Parishioners of the church, located at 225 E. Swiss St., partnered with the San Antonio Metropolitan Health District to bring a vaccination clinic into the parish hall. Volunteers called on congregation members and went into the neighborhood last month, scheduling more than 200 people to get vaccinated. Monday, those people were back at the parish hall, getting their second doses.
“Our event, with support from Metro Health, will hopefully remove barriers,” said church member Mike Bruton, who served on the vaccine committee.
Another clinic is in the works, church officials said.
Thomas Wright, 26, senior management coordinator with Metro Health, said the mobile pop-up clinics are set up in the hardest-hit areas of San Antonio to serve populations falling through the cracks.
“We found that partnering with churches and faith leaders is helping us kind of hit these demographics where they might be more hesitant to receive the vaccine,” Wright said. “We’ve seen a good turnout so we’re excited to hopefully keep doing these in the future.”
Tolliver was joined by the Rev. Raymond Bryant, Presiding Elder of the San Antonio District of AME churches, who said people are grappling with trust issues and information concerning their rights.
Bryant said the church coordinated with the Roseville Apartments to have 40 seniors driven to the clinic. They also want to get the word out that there is a monoclonal antibody treatment for people who test positive for COVID-19. According to the Texas Medical Association, the treatments have been shown to lessen the risk of hospitalization. It’s free, although an administration fee could be charged.
The vaccinations are free for everybody, regardless of income, insurance or lack of it.
“Free needs to be emphasized,” Bryant, 64, said.“That’s why we are finding so many of our people at home dead. Because they think they have to pay for it. The information that needs to be shared has not been shared in the community.”
At Monday’s clinic, the pastors visited with West Ford, 80, who said he was the first to sign up for a shot. They welcomed Gloria Camarena, 69, who lived a few blocks away, grateful that the clinic was just “a jump and a hop away.” They spoke to Rogers Jones, 87, an Army veteran who works at the church’s A.R. Nelson Outreach center. He was wary at first about getting the vaccine.
“I was hesitant because of literature I had read,” Jones said. “I wasn’t sure if the vaccine would cause a reaction.”
Co-workers convinced him the process was safe.
Just after 9 a.m., Glenda Tease, 55, moved through the screening line with her father, Leonard Williams, 78. Tease said she tested positive for the coronavirus in June and didn’t recover until the end of September.
“I was excited,” Williams said about the shot. “I wanted it as soon as possible.”
The church leaders knew that some of the elders in their congregation have doubts about the safety of the vaccine that was approved in a relatively short time compared to other medicines, and that, for some, seeds of mistrust about the federal government’s true intentions were sown long ago.
Community activist Lynda Richardson, 68, and her sister Sylvia Richardson, 66, were pleased the event took place in their neighborhood.
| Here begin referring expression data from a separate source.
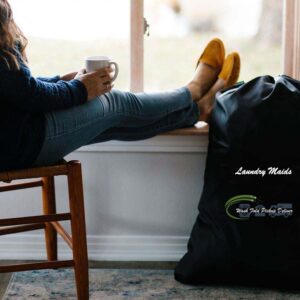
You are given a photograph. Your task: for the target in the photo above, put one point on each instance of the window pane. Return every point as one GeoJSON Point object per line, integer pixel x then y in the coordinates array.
{"type": "Point", "coordinates": [179, 30]}
{"type": "Point", "coordinates": [62, 33]}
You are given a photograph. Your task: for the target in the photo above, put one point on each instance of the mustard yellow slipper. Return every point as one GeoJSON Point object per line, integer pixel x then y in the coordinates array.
{"type": "Point", "coordinates": [231, 69]}
{"type": "Point", "coordinates": [213, 54]}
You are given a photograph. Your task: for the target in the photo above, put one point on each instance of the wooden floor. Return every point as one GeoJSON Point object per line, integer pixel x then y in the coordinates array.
{"type": "Point", "coordinates": [4, 278]}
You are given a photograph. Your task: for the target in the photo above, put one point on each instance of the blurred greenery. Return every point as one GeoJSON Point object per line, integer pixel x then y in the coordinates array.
{"type": "Point", "coordinates": [169, 62]}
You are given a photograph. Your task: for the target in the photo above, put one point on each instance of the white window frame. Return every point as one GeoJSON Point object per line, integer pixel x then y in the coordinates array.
{"type": "Point", "coordinates": [290, 42]}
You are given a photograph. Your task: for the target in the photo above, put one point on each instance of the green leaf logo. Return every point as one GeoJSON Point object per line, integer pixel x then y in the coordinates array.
{"type": "Point", "coordinates": [238, 199]}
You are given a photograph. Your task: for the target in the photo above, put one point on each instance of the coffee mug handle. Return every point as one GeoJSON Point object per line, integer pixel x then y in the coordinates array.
{"type": "Point", "coordinates": [116, 69]}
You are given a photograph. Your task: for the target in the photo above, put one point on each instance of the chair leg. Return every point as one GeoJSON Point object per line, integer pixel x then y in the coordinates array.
{"type": "Point", "coordinates": [49, 207]}
{"type": "Point", "coordinates": [78, 229]}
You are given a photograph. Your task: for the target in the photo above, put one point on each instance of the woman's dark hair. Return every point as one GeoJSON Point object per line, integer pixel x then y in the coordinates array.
{"type": "Point", "coordinates": [11, 38]}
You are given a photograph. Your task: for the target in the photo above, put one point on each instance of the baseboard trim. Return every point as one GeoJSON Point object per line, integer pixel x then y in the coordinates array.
{"type": "Point", "coordinates": [107, 248]}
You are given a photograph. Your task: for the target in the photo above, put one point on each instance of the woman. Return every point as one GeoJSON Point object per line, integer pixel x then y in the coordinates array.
{"type": "Point", "coordinates": [44, 119]}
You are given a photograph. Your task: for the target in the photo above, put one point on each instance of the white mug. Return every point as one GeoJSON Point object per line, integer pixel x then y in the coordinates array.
{"type": "Point", "coordinates": [94, 63]}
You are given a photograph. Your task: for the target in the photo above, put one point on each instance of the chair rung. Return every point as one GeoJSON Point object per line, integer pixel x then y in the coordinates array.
{"type": "Point", "coordinates": [22, 228]}
{"type": "Point", "coordinates": [62, 232]}
{"type": "Point", "coordinates": [35, 219]}
{"type": "Point", "coordinates": [21, 186]}
{"type": "Point", "coordinates": [37, 266]}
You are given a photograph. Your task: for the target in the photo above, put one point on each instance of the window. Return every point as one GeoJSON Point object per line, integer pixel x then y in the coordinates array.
{"type": "Point", "coordinates": [62, 33]}
{"type": "Point", "coordinates": [179, 30]}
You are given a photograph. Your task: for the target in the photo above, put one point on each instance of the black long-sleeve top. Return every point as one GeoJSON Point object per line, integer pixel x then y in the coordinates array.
{"type": "Point", "coordinates": [24, 101]}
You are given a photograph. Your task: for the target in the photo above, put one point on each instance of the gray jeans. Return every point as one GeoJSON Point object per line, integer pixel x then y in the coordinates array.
{"type": "Point", "coordinates": [115, 116]}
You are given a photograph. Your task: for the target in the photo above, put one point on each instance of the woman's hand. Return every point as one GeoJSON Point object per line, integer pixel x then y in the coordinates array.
{"type": "Point", "coordinates": [97, 83]}
{"type": "Point", "coordinates": [69, 76]}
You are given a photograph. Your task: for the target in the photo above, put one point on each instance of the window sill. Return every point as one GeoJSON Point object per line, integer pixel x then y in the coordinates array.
{"type": "Point", "coordinates": [200, 128]}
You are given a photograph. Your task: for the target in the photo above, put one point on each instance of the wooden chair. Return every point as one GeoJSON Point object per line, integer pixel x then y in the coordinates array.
{"type": "Point", "coordinates": [49, 221]}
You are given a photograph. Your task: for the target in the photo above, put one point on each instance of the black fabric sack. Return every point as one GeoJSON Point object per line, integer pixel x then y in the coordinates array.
{"type": "Point", "coordinates": [248, 227]}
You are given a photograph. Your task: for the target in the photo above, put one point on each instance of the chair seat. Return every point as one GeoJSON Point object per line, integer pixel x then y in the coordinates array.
{"type": "Point", "coordinates": [59, 168]}
{"type": "Point", "coordinates": [49, 220]}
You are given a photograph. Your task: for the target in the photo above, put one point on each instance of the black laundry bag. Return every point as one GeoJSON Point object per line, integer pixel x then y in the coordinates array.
{"type": "Point", "coordinates": [248, 228]}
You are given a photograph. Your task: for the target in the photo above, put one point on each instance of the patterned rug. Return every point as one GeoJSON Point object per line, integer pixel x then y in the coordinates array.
{"type": "Point", "coordinates": [127, 284]}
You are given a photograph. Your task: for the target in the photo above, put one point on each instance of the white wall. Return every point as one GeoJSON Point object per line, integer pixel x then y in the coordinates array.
{"type": "Point", "coordinates": [140, 199]}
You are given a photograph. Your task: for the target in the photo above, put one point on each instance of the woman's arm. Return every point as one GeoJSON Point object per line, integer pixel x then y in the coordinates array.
{"type": "Point", "coordinates": [66, 77]}
{"type": "Point", "coordinates": [27, 93]}
{"type": "Point", "coordinates": [53, 79]}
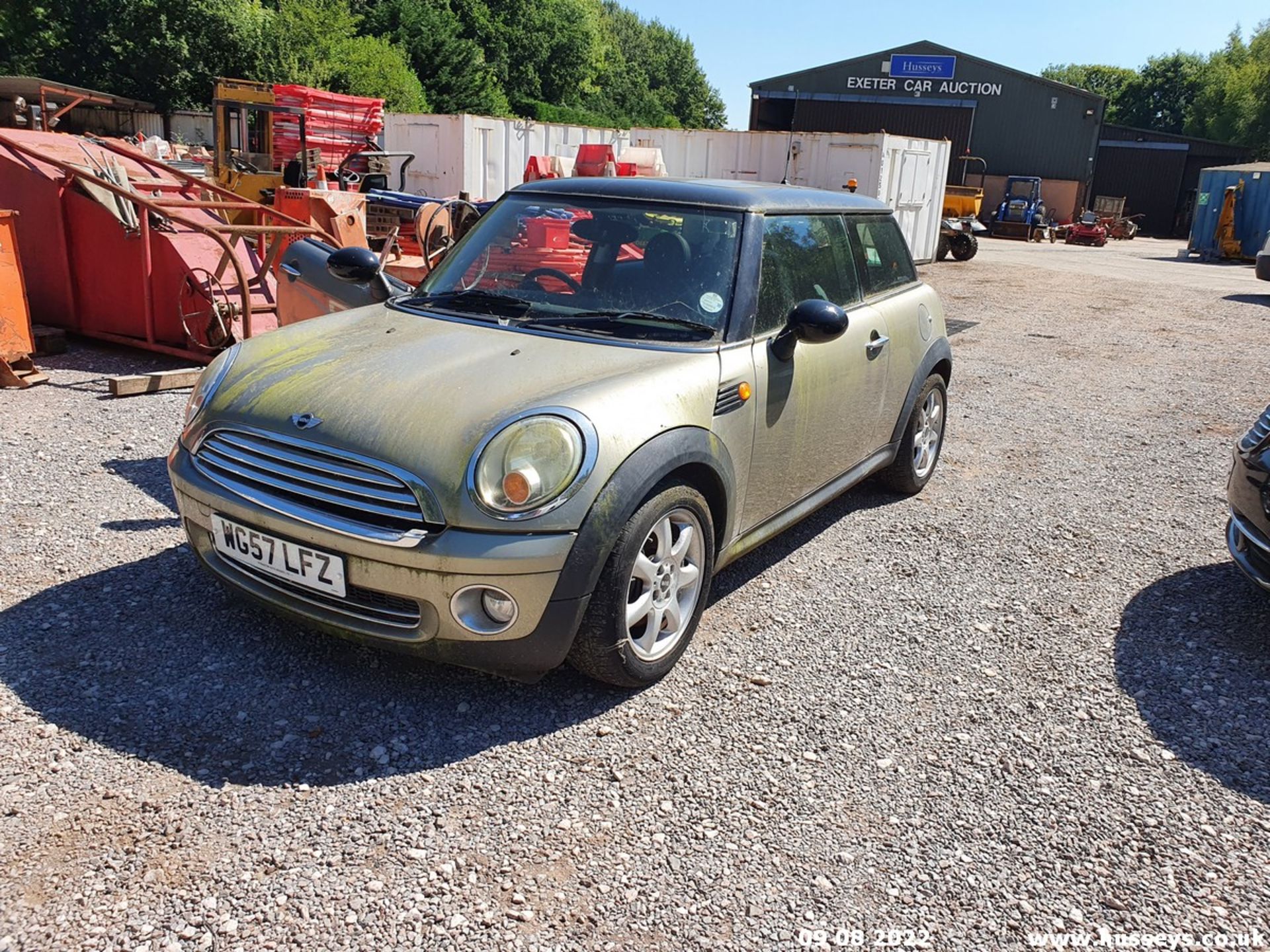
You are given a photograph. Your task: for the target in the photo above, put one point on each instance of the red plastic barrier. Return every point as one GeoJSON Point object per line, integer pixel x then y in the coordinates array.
{"type": "Point", "coordinates": [337, 125]}
{"type": "Point", "coordinates": [592, 159]}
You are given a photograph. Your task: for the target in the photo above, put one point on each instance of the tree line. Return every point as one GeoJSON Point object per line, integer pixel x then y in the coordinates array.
{"type": "Point", "coordinates": [581, 61]}
{"type": "Point", "coordinates": [1223, 95]}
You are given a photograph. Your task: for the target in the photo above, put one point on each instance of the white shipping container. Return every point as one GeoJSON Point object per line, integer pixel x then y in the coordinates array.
{"type": "Point", "coordinates": [486, 157]}
{"type": "Point", "coordinates": [908, 175]}
{"type": "Point", "coordinates": [482, 155]}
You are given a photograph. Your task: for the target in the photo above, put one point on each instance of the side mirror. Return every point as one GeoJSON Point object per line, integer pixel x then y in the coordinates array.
{"type": "Point", "coordinates": [356, 266]}
{"type": "Point", "coordinates": [813, 321]}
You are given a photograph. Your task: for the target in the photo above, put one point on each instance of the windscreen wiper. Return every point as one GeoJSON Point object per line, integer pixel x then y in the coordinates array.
{"type": "Point", "coordinates": [473, 296]}
{"type": "Point", "coordinates": [621, 317]}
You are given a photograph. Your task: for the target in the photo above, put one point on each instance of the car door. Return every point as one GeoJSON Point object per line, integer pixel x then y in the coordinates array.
{"type": "Point", "coordinates": [890, 286]}
{"type": "Point", "coordinates": [818, 413]}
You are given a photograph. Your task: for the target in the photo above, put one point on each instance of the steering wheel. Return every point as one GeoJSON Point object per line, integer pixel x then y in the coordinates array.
{"type": "Point", "coordinates": [531, 280]}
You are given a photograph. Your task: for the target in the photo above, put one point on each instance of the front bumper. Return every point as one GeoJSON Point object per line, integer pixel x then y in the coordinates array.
{"type": "Point", "coordinates": [399, 597]}
{"type": "Point", "coordinates": [1248, 534]}
{"type": "Point", "coordinates": [1250, 550]}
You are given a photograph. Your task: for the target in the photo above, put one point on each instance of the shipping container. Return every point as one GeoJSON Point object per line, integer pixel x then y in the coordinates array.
{"type": "Point", "coordinates": [486, 157]}
{"type": "Point", "coordinates": [1158, 175]}
{"type": "Point", "coordinates": [1251, 207]}
{"type": "Point", "coordinates": [482, 155]}
{"type": "Point", "coordinates": [908, 175]}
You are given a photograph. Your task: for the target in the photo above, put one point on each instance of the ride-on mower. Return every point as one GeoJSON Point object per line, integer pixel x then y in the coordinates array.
{"type": "Point", "coordinates": [1023, 214]}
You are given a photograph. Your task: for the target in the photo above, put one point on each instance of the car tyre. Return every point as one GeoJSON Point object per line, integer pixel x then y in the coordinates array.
{"type": "Point", "coordinates": [651, 593]}
{"type": "Point", "coordinates": [964, 248]}
{"type": "Point", "coordinates": [922, 441]}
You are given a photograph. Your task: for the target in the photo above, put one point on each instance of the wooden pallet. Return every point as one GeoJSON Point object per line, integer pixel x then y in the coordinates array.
{"type": "Point", "coordinates": [21, 374]}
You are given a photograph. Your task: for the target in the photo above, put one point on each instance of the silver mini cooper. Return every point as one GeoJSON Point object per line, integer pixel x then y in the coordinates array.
{"type": "Point", "coordinates": [607, 391]}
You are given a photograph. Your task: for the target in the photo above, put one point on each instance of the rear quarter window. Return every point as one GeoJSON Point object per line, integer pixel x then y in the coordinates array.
{"type": "Point", "coordinates": [882, 253]}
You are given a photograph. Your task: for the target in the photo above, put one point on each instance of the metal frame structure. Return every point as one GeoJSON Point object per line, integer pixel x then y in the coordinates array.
{"type": "Point", "coordinates": [225, 234]}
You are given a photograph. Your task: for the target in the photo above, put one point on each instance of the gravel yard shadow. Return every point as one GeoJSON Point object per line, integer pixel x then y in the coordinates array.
{"type": "Point", "coordinates": [1194, 654]}
{"type": "Point", "coordinates": [1250, 299]}
{"type": "Point", "coordinates": [154, 660]}
{"type": "Point", "coordinates": [151, 477]}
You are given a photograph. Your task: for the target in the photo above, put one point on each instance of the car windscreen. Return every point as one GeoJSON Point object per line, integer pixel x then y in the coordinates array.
{"type": "Point", "coordinates": [596, 266]}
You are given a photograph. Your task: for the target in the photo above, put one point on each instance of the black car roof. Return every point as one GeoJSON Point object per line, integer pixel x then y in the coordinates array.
{"type": "Point", "coordinates": [718, 193]}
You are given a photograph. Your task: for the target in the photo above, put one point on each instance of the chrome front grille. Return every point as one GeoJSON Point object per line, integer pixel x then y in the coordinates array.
{"type": "Point", "coordinates": [362, 604]}
{"type": "Point", "coordinates": [319, 485]}
{"type": "Point", "coordinates": [1259, 434]}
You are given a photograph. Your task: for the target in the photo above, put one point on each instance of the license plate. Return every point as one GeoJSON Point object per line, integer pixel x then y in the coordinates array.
{"type": "Point", "coordinates": [317, 571]}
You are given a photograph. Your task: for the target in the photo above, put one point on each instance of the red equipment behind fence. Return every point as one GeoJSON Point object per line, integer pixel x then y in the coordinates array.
{"type": "Point", "coordinates": [337, 125]}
As they moved through the screening line, they reconnected with longtime friends and relatives — some of whom Lynda Richardson had signed up herself.
“It’s in our community, and it’s so organized,” she said. “You have people out here that look like us.”
State figures show that, just as the deaths from COVID-19 are higher among Latino and Black Texans, fewer Latino and Black Texans are getting vaccinated.
The disparity is particularly apparent among older Texans; state figures show younger people receiving vaccinations are far more likely to be ethnically and racially diverse than their elders. And it’s that older population that is more at risk of complications from the disease. Black Texans make up 12 percent of the state’s adult population; between Feb. 4 and March 20 they received 8 percent of first doses.
Congregation member George Sikazwe, 19, pitched in as a volunteer, helping where needed. A freshman at the University of the Incarnate Word, he hustled in and out of the clinic, carrying supplies and a sense of pride.
“I wanted to help out,” Sikazwe said.